April 2026 Release Notes

Arthur Engine & Toolkit

Unified Evaluators interface. Consolidated two-tab layout combines evaluator and continuous eval management with inline controls and staleness warnings for better workflow efficiency.
Bulk evaluation testing. Run continuous evaluations against multiple trace IDs simultaneously with dedicated test run history tracking.
Automated compliance scheduling. Models with compliance policies now receive automatic 24-hour periodic checks with independent on-demand testing.
Policy violation metrics. New policy_alert_rule_check_count metric tracks individual rule violations with detailed dimensions for historic trend analysis.
Direct trace evaluation. Select specific traces from the traces table and launch targeted evaluation test runs through intuitive picker dialogs.

Trace retention policies. Configure organization-wide automatic deletion of expired traces and spans with background batch processing and circuit breaker protection.
Enhanced trace filtering. Substring matching for user IDs and improved token counting accuracy for multi-entry API responses.
GenAI Engine task ID propagation. OTLP spans now include task ID attributes for better correlation in external observability platforms.
Improved agent instrumentation. Better visibility into agents, skills, and subagent context propagation across tool spawns.

Interactive AI assistant. Engine Chatbot with intelligent query capabilities, automatic model provider detection, and natural language resource management commands.
Enhanced navigation. Infinite scroll on All Tasks page removes 50-task display limits and improves task browsing experience.
Tag-based prompt filtering. Platform Management displays tags on prompts with multi-select server-side filtering for large prompt libraries.
Form protection dialogs. Confirmation prompts prevent accidental loss of transform builder configurations and dataset mappings.

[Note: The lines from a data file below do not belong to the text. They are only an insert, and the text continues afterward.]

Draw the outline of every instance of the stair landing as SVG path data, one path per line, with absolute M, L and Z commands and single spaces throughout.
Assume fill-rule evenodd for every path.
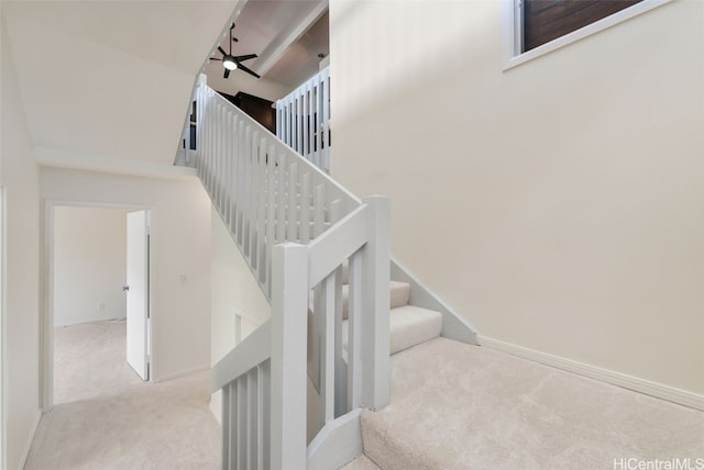
M 595 469 L 704 456 L 704 413 L 437 338 L 392 358 L 392 403 L 362 414 L 384 470 Z M 362 467 L 363 468 L 363 467 Z

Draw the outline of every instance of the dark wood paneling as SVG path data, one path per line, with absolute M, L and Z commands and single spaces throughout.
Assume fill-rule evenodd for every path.
M 524 52 L 642 0 L 524 0 Z
M 241 91 L 235 96 L 218 92 L 254 121 L 268 128 L 272 134 L 276 134 L 276 110 L 272 108 L 273 101 Z

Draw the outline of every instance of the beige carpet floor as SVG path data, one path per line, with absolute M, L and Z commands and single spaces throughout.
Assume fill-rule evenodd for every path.
M 124 365 L 124 322 L 63 329 L 55 379 L 64 403 L 42 416 L 25 470 L 220 467 L 207 371 L 142 382 Z
M 392 404 L 362 414 L 364 454 L 384 470 L 704 463 L 701 411 L 444 338 L 392 369 Z

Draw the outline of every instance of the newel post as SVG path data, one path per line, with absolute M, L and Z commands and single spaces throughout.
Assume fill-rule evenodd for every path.
M 308 248 L 272 249 L 271 468 L 306 468 Z
M 369 206 L 369 240 L 362 261 L 362 404 L 381 410 L 391 402 L 391 209 L 388 198 L 380 195 L 364 198 L 362 202 Z

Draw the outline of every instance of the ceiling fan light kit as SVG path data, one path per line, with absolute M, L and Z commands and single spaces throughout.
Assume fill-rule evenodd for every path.
M 235 68 L 238 68 L 238 63 L 234 60 L 234 57 L 224 56 L 224 58 L 222 59 L 222 66 L 228 70 L 234 70 Z
M 238 68 L 242 71 L 246 71 L 253 77 L 261 78 L 258 74 L 249 69 L 248 67 L 242 65 L 242 61 L 256 58 L 256 54 L 245 54 L 242 56 L 233 56 L 232 55 L 232 43 L 238 42 L 237 37 L 232 37 L 232 30 L 234 30 L 234 23 L 230 26 L 230 52 L 227 53 L 222 46 L 218 46 L 218 51 L 222 54 L 222 58 L 210 57 L 210 60 L 219 60 L 222 61 L 222 67 L 224 68 L 223 78 L 230 77 L 230 71 L 237 70 Z

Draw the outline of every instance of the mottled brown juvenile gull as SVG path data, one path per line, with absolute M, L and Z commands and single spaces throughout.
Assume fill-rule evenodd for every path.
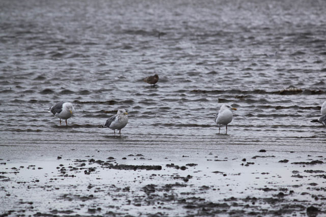
M 114 131 L 116 134 L 116 130 L 119 130 L 119 134 L 121 134 L 121 129 L 124 128 L 128 123 L 128 113 L 124 109 L 118 110 L 116 114 L 112 115 L 106 120 L 105 123 L 102 126 L 103 128 L 108 128 Z
M 158 81 L 158 75 L 155 74 L 152 76 L 147 77 L 144 79 L 144 81 L 148 83 L 151 86 L 152 86 L 152 84 L 154 84 L 154 86 L 155 86 L 155 84 Z
M 67 119 L 72 116 L 74 111 L 73 106 L 70 103 L 59 102 L 50 107 L 50 111 L 55 115 L 55 117 L 60 118 L 60 126 L 62 119 L 66 120 L 66 126 L 68 126 Z
M 232 108 L 231 106 L 227 104 L 223 104 L 221 107 L 220 111 L 215 115 L 215 122 L 219 125 L 219 134 L 221 131 L 221 125 L 225 125 L 226 132 L 228 133 L 228 125 L 232 120 L 233 116 L 231 110 L 236 110 L 235 108 Z

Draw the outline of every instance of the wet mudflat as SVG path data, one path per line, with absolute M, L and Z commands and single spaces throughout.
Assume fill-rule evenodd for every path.
M 2 214 L 326 214 L 324 153 L 88 149 L 92 155 L 79 158 L 68 157 L 77 150 L 67 150 L 45 161 L 2 159 Z
M 326 1 L 0 5 L 0 215 L 326 215 Z

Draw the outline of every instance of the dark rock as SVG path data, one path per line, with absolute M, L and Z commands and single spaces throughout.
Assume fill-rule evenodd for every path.
M 309 206 L 307 208 L 307 215 L 309 217 L 316 216 L 319 212 L 319 210 L 313 206 Z
M 286 159 L 281 160 L 281 161 L 279 161 L 279 163 L 287 163 L 288 162 L 289 160 Z

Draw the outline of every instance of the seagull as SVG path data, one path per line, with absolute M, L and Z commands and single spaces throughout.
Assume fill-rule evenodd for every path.
M 236 110 L 235 108 L 232 108 L 231 106 L 227 104 L 223 104 L 221 107 L 220 111 L 215 115 L 215 122 L 219 125 L 219 134 L 221 131 L 221 125 L 226 126 L 226 134 L 228 133 L 228 125 L 232 120 L 232 112 L 231 110 Z
M 154 84 L 154 86 L 155 86 L 155 84 L 158 81 L 158 75 L 155 74 L 152 76 L 147 77 L 144 79 L 144 81 L 150 84 L 151 86 L 152 86 L 152 84 Z
M 128 113 L 124 109 L 118 110 L 116 114 L 112 115 L 106 120 L 105 123 L 102 126 L 103 128 L 108 128 L 114 130 L 116 134 L 116 130 L 119 130 L 119 134 L 121 134 L 121 129 L 124 128 L 128 123 Z
M 74 111 L 73 106 L 70 103 L 59 102 L 50 107 L 50 111 L 55 115 L 55 117 L 60 118 L 60 126 L 62 119 L 66 119 L 66 126 L 68 126 L 67 119 L 72 116 Z
M 310 122 L 319 122 L 326 127 L 326 101 L 324 102 L 322 105 L 321 105 L 320 114 L 321 114 L 321 117 L 320 117 L 318 119 L 312 120 Z
M 326 101 L 321 105 L 321 108 L 320 109 L 320 114 L 321 115 L 326 114 Z

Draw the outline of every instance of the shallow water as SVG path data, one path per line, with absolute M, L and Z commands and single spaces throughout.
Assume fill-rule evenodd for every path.
M 1 5 L 0 158 L 326 152 L 310 122 L 326 99 L 325 1 Z M 46 111 L 60 101 L 75 108 L 68 127 Z M 225 103 L 238 110 L 218 135 Z M 98 128 L 119 108 L 121 137 Z
M 324 138 L 310 122 L 326 94 L 324 1 L 2 4 L 3 144 L 110 142 L 97 127 L 120 108 L 126 142 L 300 138 L 314 148 Z M 154 73 L 150 88 L 142 79 Z M 281 94 L 290 86 L 303 92 Z M 75 106 L 68 128 L 45 111 L 59 101 Z M 220 139 L 224 103 L 238 110 Z

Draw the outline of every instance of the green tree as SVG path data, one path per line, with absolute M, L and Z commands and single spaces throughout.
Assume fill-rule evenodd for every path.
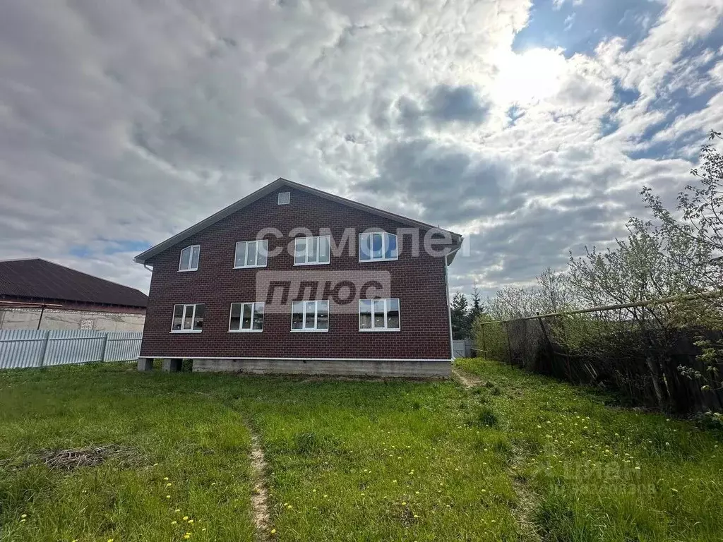
M 479 295 L 479 288 L 477 288 L 477 285 L 475 284 L 472 287 L 472 306 L 469 309 L 469 327 L 471 329 L 472 325 L 474 324 L 474 321 L 477 318 L 484 313 L 484 309 L 482 307 L 482 298 Z
M 457 292 L 452 298 L 452 338 L 466 339 L 469 337 L 469 308 L 467 298 Z

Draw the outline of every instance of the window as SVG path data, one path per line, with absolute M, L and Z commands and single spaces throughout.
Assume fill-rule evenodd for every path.
M 229 332 L 260 333 L 264 329 L 264 304 L 232 303 Z
M 203 329 L 203 315 L 206 306 L 202 303 L 189 305 L 174 305 L 174 322 L 171 332 L 200 333 Z
M 330 236 L 297 237 L 294 246 L 294 265 L 329 263 Z
M 359 299 L 359 331 L 399 331 L 399 299 Z
M 397 236 L 385 231 L 359 233 L 359 262 L 397 259 Z
M 200 245 L 191 245 L 181 250 L 179 271 L 197 271 L 198 257 L 200 254 Z
M 236 244 L 236 260 L 234 267 L 265 267 L 268 259 L 268 239 L 239 241 Z
M 328 331 L 329 301 L 291 303 L 291 331 Z

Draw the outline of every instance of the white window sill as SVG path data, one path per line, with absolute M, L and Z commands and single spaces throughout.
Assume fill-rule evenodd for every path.
M 360 264 L 370 264 L 372 262 L 397 262 L 399 259 L 398 257 L 396 258 L 375 258 L 374 259 L 359 259 Z
M 294 264 L 301 267 L 301 265 L 328 265 L 330 263 L 331 260 L 329 260 L 328 262 L 307 262 L 306 263 L 303 264 L 299 264 L 294 262 Z

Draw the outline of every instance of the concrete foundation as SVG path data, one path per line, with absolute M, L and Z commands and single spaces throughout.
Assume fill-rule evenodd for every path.
M 450 361 L 375 361 L 364 359 L 194 359 L 193 370 L 199 372 L 252 374 L 450 378 L 452 364 Z
M 163 360 L 161 370 L 167 373 L 177 373 L 181 370 L 181 364 L 183 360 L 180 358 L 166 358 Z
M 138 370 L 146 371 L 153 370 L 153 358 L 138 358 Z

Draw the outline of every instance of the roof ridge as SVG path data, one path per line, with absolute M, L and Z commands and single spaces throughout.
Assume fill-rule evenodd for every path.
M 395 220 L 396 222 L 400 222 L 403 224 L 409 224 L 417 228 L 437 228 L 442 230 L 442 231 L 446 231 L 452 236 L 453 240 L 457 243 L 461 243 L 462 236 L 459 233 L 455 233 L 450 230 L 445 230 L 443 228 L 440 228 L 439 226 L 433 225 L 432 224 L 428 224 L 425 222 L 422 222 L 420 220 L 414 220 L 414 218 L 408 218 L 407 217 L 403 216 L 401 215 L 397 215 L 396 213 L 391 212 L 390 211 L 385 211 L 382 209 L 379 209 L 378 207 L 372 207 L 371 205 L 367 205 L 364 203 L 359 203 L 354 199 L 349 199 L 348 198 L 343 197 L 342 196 L 337 196 L 335 194 L 331 194 L 330 192 L 327 192 L 324 190 L 320 189 L 313 188 L 312 186 L 308 186 L 306 184 L 301 184 L 301 183 L 297 183 L 294 181 L 289 181 L 283 177 L 278 177 L 275 181 L 273 181 L 268 184 L 265 184 L 257 190 L 254 191 L 251 194 L 236 200 L 234 203 L 229 205 L 226 205 L 223 209 L 217 211 L 216 212 L 206 217 L 202 220 L 197 222 L 195 224 L 187 228 L 185 230 L 179 232 L 178 233 L 171 236 L 171 237 L 165 239 L 164 241 L 158 243 L 150 249 L 141 252 L 140 254 L 136 256 L 133 260 L 136 263 L 144 264 L 148 258 L 153 257 L 157 254 L 160 254 L 168 248 L 173 246 L 177 243 L 180 243 L 184 239 L 188 238 L 194 233 L 198 233 L 205 230 L 210 225 L 213 225 L 219 220 L 230 216 L 234 212 L 236 212 L 241 209 L 243 209 L 247 205 L 250 205 L 252 203 L 258 201 L 262 197 L 268 195 L 273 192 L 275 189 L 280 186 L 288 186 L 290 188 L 296 189 L 298 190 L 303 190 L 304 192 L 308 192 L 313 195 L 317 196 L 319 197 L 322 197 L 326 199 L 330 199 L 331 201 L 335 201 L 343 205 L 346 205 L 347 207 L 354 207 L 359 210 L 369 212 L 373 215 L 377 215 L 377 216 L 381 216 L 389 220 Z
M 98 279 L 98 280 L 103 280 L 103 282 L 108 283 L 108 284 L 113 284 L 116 286 L 122 286 L 123 288 L 127 288 L 129 290 L 134 290 L 137 292 L 141 292 L 137 288 L 133 288 L 132 286 L 129 286 L 126 284 L 121 284 L 120 283 L 116 283 L 114 280 L 108 280 L 107 278 L 103 278 L 103 277 L 98 277 L 97 275 L 91 275 L 90 273 L 85 272 L 85 271 L 81 271 L 80 270 L 75 269 L 74 267 L 69 267 L 67 265 L 63 265 L 63 264 L 59 264 L 57 262 L 53 262 L 50 259 L 46 259 L 45 258 L 27 258 L 27 259 L 39 259 L 40 262 L 45 262 L 46 264 L 50 264 L 51 265 L 57 265 L 59 267 L 62 267 L 63 269 L 67 269 L 69 271 L 73 271 L 76 273 L 80 273 L 81 275 L 85 275 L 86 277 L 91 277 L 92 278 Z M 145 295 L 145 293 L 143 294 Z

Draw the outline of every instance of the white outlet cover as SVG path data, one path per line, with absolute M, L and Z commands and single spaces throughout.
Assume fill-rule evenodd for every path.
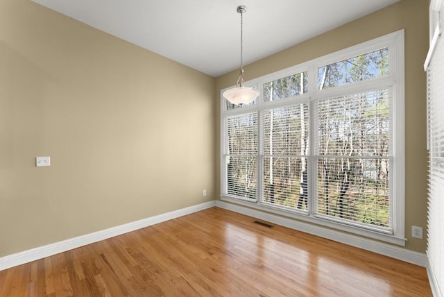
M 49 157 L 35 157 L 35 166 L 51 166 L 51 158 Z

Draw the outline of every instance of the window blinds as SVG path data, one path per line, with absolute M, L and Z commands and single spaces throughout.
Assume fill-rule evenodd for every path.
M 444 40 L 437 32 L 425 65 L 428 67 L 429 133 L 427 253 L 431 282 L 434 283 L 436 295 L 444 296 Z
M 315 105 L 318 216 L 391 232 L 392 93 L 370 90 Z

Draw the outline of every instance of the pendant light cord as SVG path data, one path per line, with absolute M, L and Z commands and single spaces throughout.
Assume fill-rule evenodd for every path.
M 241 69 L 240 74 L 239 76 L 239 78 L 237 78 L 237 82 L 236 85 L 244 87 L 244 60 L 243 60 L 243 49 L 244 49 L 244 13 L 243 10 L 241 10 L 239 11 L 241 14 Z

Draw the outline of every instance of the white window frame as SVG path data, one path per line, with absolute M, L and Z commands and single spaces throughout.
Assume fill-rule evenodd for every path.
M 362 55 L 382 48 L 388 47 L 388 74 L 382 77 L 371 78 L 362 82 L 350 85 L 341 85 L 322 90 L 317 90 L 317 69 L 329 64 L 346 60 L 352 57 Z M 354 233 L 358 235 L 389 242 L 400 246 L 405 246 L 404 237 L 404 30 L 375 38 L 374 40 L 320 57 L 298 65 L 287 68 L 264 76 L 246 83 L 246 86 L 254 87 L 257 90 L 262 90 L 264 83 L 279 78 L 287 77 L 300 72 L 308 72 L 308 92 L 298 95 L 291 99 L 279 100 L 273 102 L 262 102 L 262 94 L 257 99 L 255 105 L 228 110 L 225 99 L 222 93 L 227 89 L 221 90 L 221 199 L 237 204 L 248 206 L 260 210 L 267 211 L 280 215 L 292 217 L 301 221 L 312 223 L 336 230 Z M 364 90 L 377 90 L 390 87 L 393 90 L 393 159 L 391 166 L 393 170 L 391 171 L 389 183 L 393 193 L 393 234 L 386 234 L 370 228 L 364 229 L 358 226 L 345 225 L 344 223 L 325 220 L 313 215 L 315 207 L 314 198 L 310 193 L 313 193 L 316 185 L 311 178 L 311 183 L 308 185 L 308 213 L 298 210 L 287 210 L 279 207 L 272 207 L 261 203 L 262 179 L 262 158 L 261 149 L 258 149 L 257 169 L 257 198 L 241 199 L 230 195 L 224 194 L 225 191 L 225 172 L 224 169 L 224 121 L 227 116 L 243 114 L 255 111 L 258 112 L 258 143 L 262 144 L 260 139 L 261 119 L 260 112 L 267 107 L 273 108 L 300 103 L 309 102 L 309 129 L 313 129 L 313 106 L 314 103 L 322 99 L 344 94 L 344 92 L 359 92 Z M 314 155 L 313 147 L 314 133 L 309 133 L 309 153 L 308 156 L 308 175 L 313 176 L 314 169 L 316 168 L 316 158 Z M 259 162 L 261 160 L 261 162 Z

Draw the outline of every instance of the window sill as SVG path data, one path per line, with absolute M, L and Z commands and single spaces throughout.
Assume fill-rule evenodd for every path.
M 262 217 L 259 219 L 268 220 L 278 225 L 340 242 L 343 242 L 343 239 L 341 238 L 343 238 L 344 235 L 347 235 L 349 241 L 358 239 L 362 240 L 362 237 L 364 237 L 364 239 L 376 239 L 402 246 L 405 246 L 405 241 L 407 240 L 404 237 L 347 226 L 321 218 L 314 217 L 302 212 L 298 213 L 289 210 L 286 211 L 275 209 L 258 204 L 256 201 L 243 201 L 225 196 L 221 196 L 220 198 L 223 201 L 240 205 L 239 207 L 243 208 L 242 210 L 244 212 L 242 213 L 244 214 L 256 217 L 257 214 L 255 212 L 255 212 L 254 210 L 264 212 L 264 215 L 262 216 Z M 384 244 L 381 243 L 381 244 Z M 354 246 L 354 244 L 350 245 Z

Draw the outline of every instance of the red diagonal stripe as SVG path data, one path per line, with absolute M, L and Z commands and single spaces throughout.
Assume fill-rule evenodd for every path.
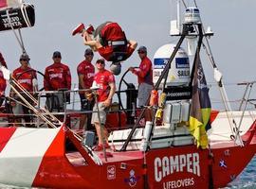
M 17 128 L 0 128 L 0 153 L 9 141 Z

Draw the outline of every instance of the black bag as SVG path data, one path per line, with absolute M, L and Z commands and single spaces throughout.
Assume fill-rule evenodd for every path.
M 21 8 L 0 11 L 0 31 L 33 26 L 35 24 L 35 9 L 32 5 L 24 5 Z M 11 25 L 11 26 L 10 26 Z

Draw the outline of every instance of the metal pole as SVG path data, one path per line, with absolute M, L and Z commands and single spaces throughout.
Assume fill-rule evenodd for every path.
M 167 65 L 165 66 L 165 68 L 164 68 L 164 70 L 163 70 L 161 76 L 159 77 L 157 82 L 156 82 L 155 85 L 154 86 L 154 89 L 157 90 L 157 88 L 159 87 L 159 85 L 160 85 L 162 79 L 165 77 L 166 75 L 168 76 L 169 68 L 171 67 L 171 63 L 172 63 L 173 60 L 174 59 L 174 57 L 175 57 L 175 55 L 176 55 L 176 53 L 177 53 L 177 51 L 178 51 L 178 49 L 179 49 L 179 47 L 180 47 L 180 45 L 181 45 L 183 40 L 185 39 L 186 35 L 188 34 L 189 26 L 188 26 L 188 25 L 186 25 L 186 24 L 183 25 L 183 30 L 182 30 L 181 37 L 180 37 L 180 39 L 179 39 L 179 41 L 178 41 L 178 43 L 177 43 L 177 44 L 176 44 L 176 46 L 175 46 L 174 52 L 172 53 L 172 55 L 171 55 L 171 57 L 170 57 L 170 59 L 169 59 L 169 60 L 168 60 L 168 62 L 167 62 Z M 149 99 L 150 99 L 150 96 L 148 97 L 147 104 L 149 103 Z M 133 137 L 133 134 L 134 134 L 136 129 L 137 128 L 138 123 L 139 123 L 140 119 L 142 118 L 142 116 L 143 116 L 143 114 L 144 114 L 146 109 L 147 109 L 147 108 L 144 108 L 144 109 L 142 110 L 142 112 L 140 112 L 140 115 L 139 115 L 138 119 L 137 120 L 135 126 L 133 127 L 131 132 L 129 133 L 129 136 L 128 136 L 127 140 L 125 141 L 125 143 L 123 144 L 123 146 L 122 146 L 120 151 L 125 151 L 125 150 L 126 150 L 126 147 L 127 147 L 129 142 L 131 141 L 131 139 L 132 139 L 132 137 Z M 155 116 L 155 115 L 153 115 L 153 116 Z
M 100 129 L 101 136 L 99 136 L 99 137 L 101 137 L 101 140 L 103 141 L 103 154 L 104 154 L 105 161 L 107 162 L 106 148 L 105 148 L 105 138 L 102 135 L 103 134 L 103 128 L 102 128 L 102 125 L 101 125 L 101 122 L 98 96 L 97 96 L 96 91 L 94 91 L 93 94 L 94 94 L 95 103 L 96 103 L 96 107 L 97 107 L 98 119 L 99 119 L 99 122 L 100 122 L 99 124 L 100 124 L 100 127 L 101 127 L 101 129 Z

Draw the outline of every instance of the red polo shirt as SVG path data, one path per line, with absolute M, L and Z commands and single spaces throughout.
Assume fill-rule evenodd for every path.
M 31 70 L 26 72 L 27 70 Z M 23 74 L 24 73 L 24 74 Z M 27 67 L 26 69 L 19 67 L 13 71 L 12 77 L 22 85 L 27 92 L 33 91 L 33 78 L 36 78 L 35 70 Z
M 44 87 L 46 91 L 59 89 L 71 89 L 71 75 L 67 65 L 64 63 L 53 63 L 46 67 L 45 72 Z
M 100 89 L 98 90 L 98 101 L 105 101 L 110 92 L 109 83 L 115 83 L 114 75 L 108 70 L 103 70 L 102 72 L 98 72 L 95 75 L 94 81 L 100 87 Z
M 78 65 L 77 72 L 79 76 L 83 76 L 85 89 L 89 89 L 92 86 L 95 75 L 95 68 L 93 64 L 84 60 Z M 82 89 L 81 85 L 79 85 L 79 88 Z

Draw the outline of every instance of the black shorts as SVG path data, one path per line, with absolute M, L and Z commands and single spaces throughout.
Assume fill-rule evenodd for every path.
M 89 101 L 85 98 L 84 94 L 79 94 L 81 101 L 81 111 L 92 111 L 94 100 Z

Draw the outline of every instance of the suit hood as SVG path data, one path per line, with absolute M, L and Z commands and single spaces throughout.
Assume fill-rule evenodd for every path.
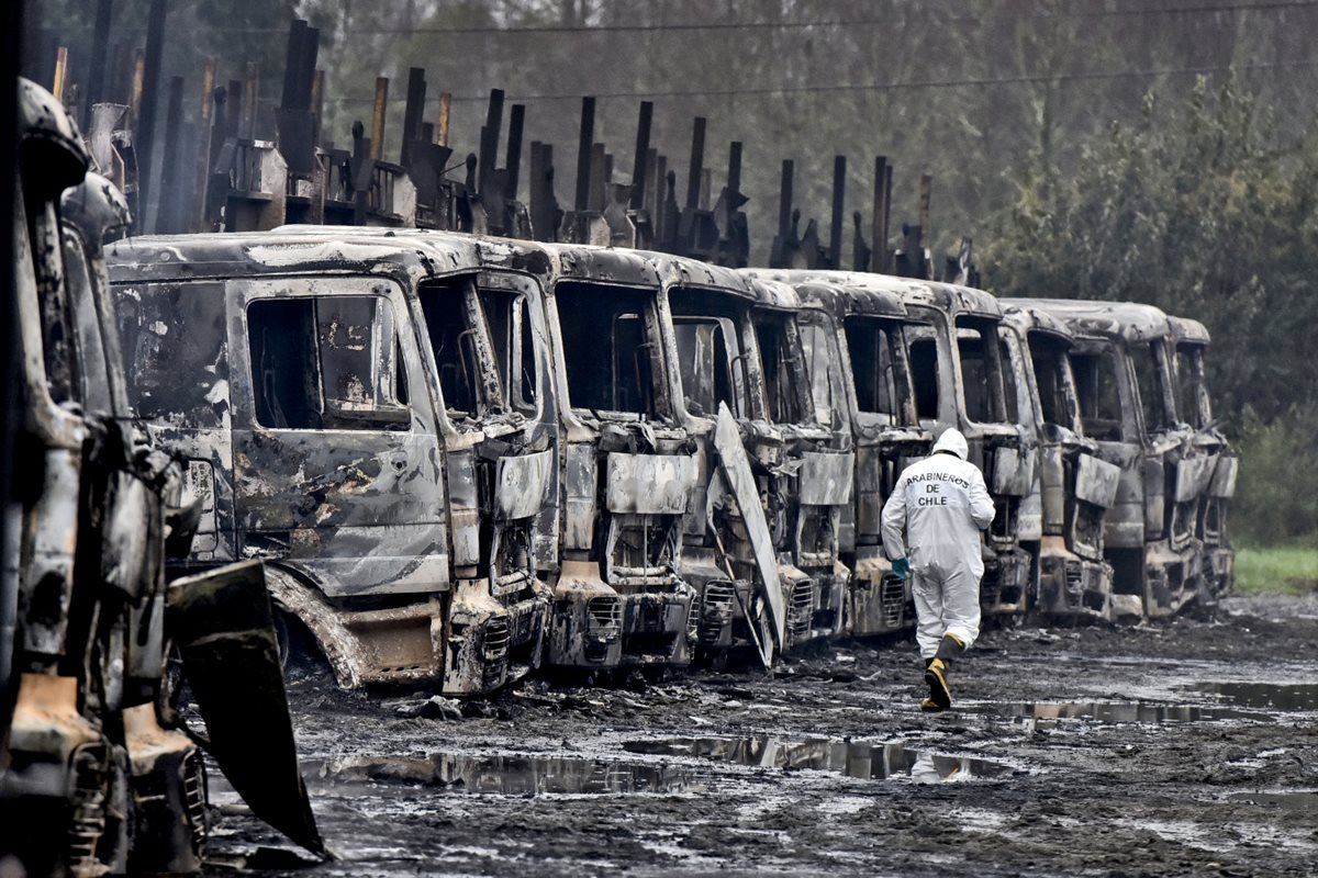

Configurable deployment options. Support for multiple genai-engine stacks on single machines with customizable ports and CORS policies.
Graceful model compatibility. API calls succeed with unknown model pricing by defaulting to $0.00 instead of throwing exceptions.
Apple Silicon support. Resolved MPS device compatibility issues for SentenceTransformer inference on Apple Silicon Macs.

Enhanced dependency security. Locked LiteLLM to version 1.80.0 with 3-day minimum release age for automated upgrades.
Standards-compliant HTTP. Chunked transfer encoding by default with proper header handling for 1xx and 204 status codes per RFC specifications.
Helm chart distribution. Enabled publishing to Docker Hub for open-source self-hosted deployments.

Fixed continuous evaluation results pagination displaying only single pages instead of full record counts.
Resolved system task bootstrap race conditions in multi-worker environments.
Corrected URL parameter handling with proper FastAPI path validation to prevent silent parameter swapping.
Fixed policy alert rule check metric to report accurate violation counts instead of always showing 1.0.